In other words, Cook is doing exactly what you’d expect if you were forced to use Gemini for now, but really wanted to nail your in-house AI model. The fact that Subramanya was hired to work on AI at Microsoft six months ago, but left for Apple regardless, is a pretty big vote of confidence in Cook’s company (especially given Microsoft’s partnership with OpenAI).

Then came Apple design chief Alan Dye, who gave the world Liquid Glass — the translucent icon thing in iOS 26 that has, to say the least, divided users. Dye is departing to become head of design at Meta, news which itself divided longtime Apple watchers. Mark Gurman at Bloomberg, who broke the story, called it “a big loss for Apple.”

But again, this is only half the story of an executive departure. Dye’s replacement, Stephen Lemay, is wildly popular at Apple; “everyone I’ve spoken to is happy — if not downright giddy — at the news,” John Gruber, another veteran Apple watcher, wrote.

Gurman also reported that Apple chip chief Johny Srouji was heading for the exit — but in what may be a rare miss for Gurman, Srouji shot down the rumors by telling staffers Monday he wasn’t planning on leaving “anytime soon.”

Who else has actually headed for the exits this fall? There’s general counsel Kate Adams — but she’s retiring, just a little ahead of Cook. Then there’s Lisa Jackson, the former EPA head who’s spent a decade fighting the good fight on recycling Apple product components and nudging its operations towards being 100 percent carbon free.

If anyone deserves a break, it’s Jackson.

Who’s replacing Tim Cook?

Underlying all this supposed uncertainty at Apple, of course, is Tim Cook — the man who took the company from a market cap of $450 billion in 2011 to $4 trillion now — turning 65 this year and reportedly stepping back from the company in some way in 2026.

Officially, Cook isn’t retiring anytime soon; in interviews, he presents himself as the kind of CEO who’d like to work long into retirement. And that has left some uncertainty about his successor, who can’t be officially announced if Cook isn’t officially leaving.

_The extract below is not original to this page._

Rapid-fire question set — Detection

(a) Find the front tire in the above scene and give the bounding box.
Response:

Except … well, the fact that Cook’s successor feels like the worst kept secret in Silicon Valley. Spoiler alert: It’s almost certainly John Ternus, 50, Apple’s senior VP of hardware engineering, and a 24-year veteran of the company who’s worked on every iPhone and iPad model.

Evidence is legion. Gurman calls Ternus the heir apparent; so does Fortune. Ternus is featuring more frequently in Apple keynotes. He’s understated and charismatic, very much a team player.

That’s important for Cook, who can’t abide ego-driven executives (unless they make fun of themselves, Craig Federighi style). The last sharp-elbowed kind of executive at Apple was Scott Forestall in 2012, and that didn’t turn out well.

In other words, things are a lot more stable at the old reliable iPhone company than the surface-level executive departure stories make it appear. To get behind the news at Cook’s highly secretive company, to borrow an old Apple slogan, it’s necessary to think different.